Battlesnake JS makes it really easy to write Battlesnakes in Typescript or Javascript. Features include:
- Scaffolding new Battlesnakes with
create-battlesnake
- TSDoc annotations for in-editor docs and intellisense
- A concise, type safe API for implementing snakes, without worrying about HTTP or infra dependencies, so that you can focus on your snake logic
- Built in tunneling using ngrok, so you don't have to think about it in development
- Check that you've got a recent version of Node.js installed
- Run
npx create-battlesnake
and answer the questions cd
into the newly created directorynpm run start
to run your snake!
The ngrok plugin is installed by default. An ngrok tunnel will be created for your snake, and the url will be printed for you to copy and paste into your snake configuration on play.battlesnake.com.
Now you can focus on writing code to handle how your snake moves in the
onMove
handler! Happy hacking!
import { BattleSnake } from "battlesnake";
const mySnake = BattleSnake("super-perfect-snake", {
apiversion: "1",
author: "",
color: "#888888",
head: "default",
tail: "default",
version: "0.0.1",
});
mySnake.onStartGame((gameData) => {
console.log(gameData);
console.log("START");
});
mySnake.onMove((gameData) => {
console.log(gameData);
var possibleMoves = ["up", "down", "left", "right"] as const;
var move = possibleMoves[Math.floor(Math.random() * possibleMoves.length)];
console.log("MOVE: " + move);
return {
move,
};
});
mySnake.onEndGame((gameData) => {
console.log(gameData);
console.log("END");
});
mySnake.start();
Using the ngrok plugin, you can run ngrok inside your snake process, and not have to worry about keeping a separate terminal window open.
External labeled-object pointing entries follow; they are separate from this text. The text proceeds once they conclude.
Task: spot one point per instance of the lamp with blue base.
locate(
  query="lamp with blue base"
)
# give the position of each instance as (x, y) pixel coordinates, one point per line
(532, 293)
The ngrok plugin will also automatically not run in production or test NODE_ENVs (unless you tell it to), so you don't need to worry about writing that logic.
import { BattleSnake } from "battlesnake";
import { battlesnakeNgrok } from "battlesnake-plugin-ngrok";
const mySnake = BattleSnake(
"your-snake",
{
apiversion: "1",
author: "",
color: "#000000",
head: "default",
tail: "default",
version: "0.0.1",
},
{
plugins: [battlesnakeNgrok()],
}
);
// ... your snake implementation
Although I recommend using the project generator, and the BattleSnake server wrapper, and the ngrok plugin to get the best developer experience out of this package, you can use the types directly if you want.
import { GameState } from "battlesnake";
// Parser takes a string or an object, and throws if it encounters an invalid
// game state.
const newGameState = GameState.parse(request.body);
// Now newGameState is a fully typed GameState object representing the payload
// of the move request from the battlesnake server, complete with documentation
// comments for hover-over intellisense.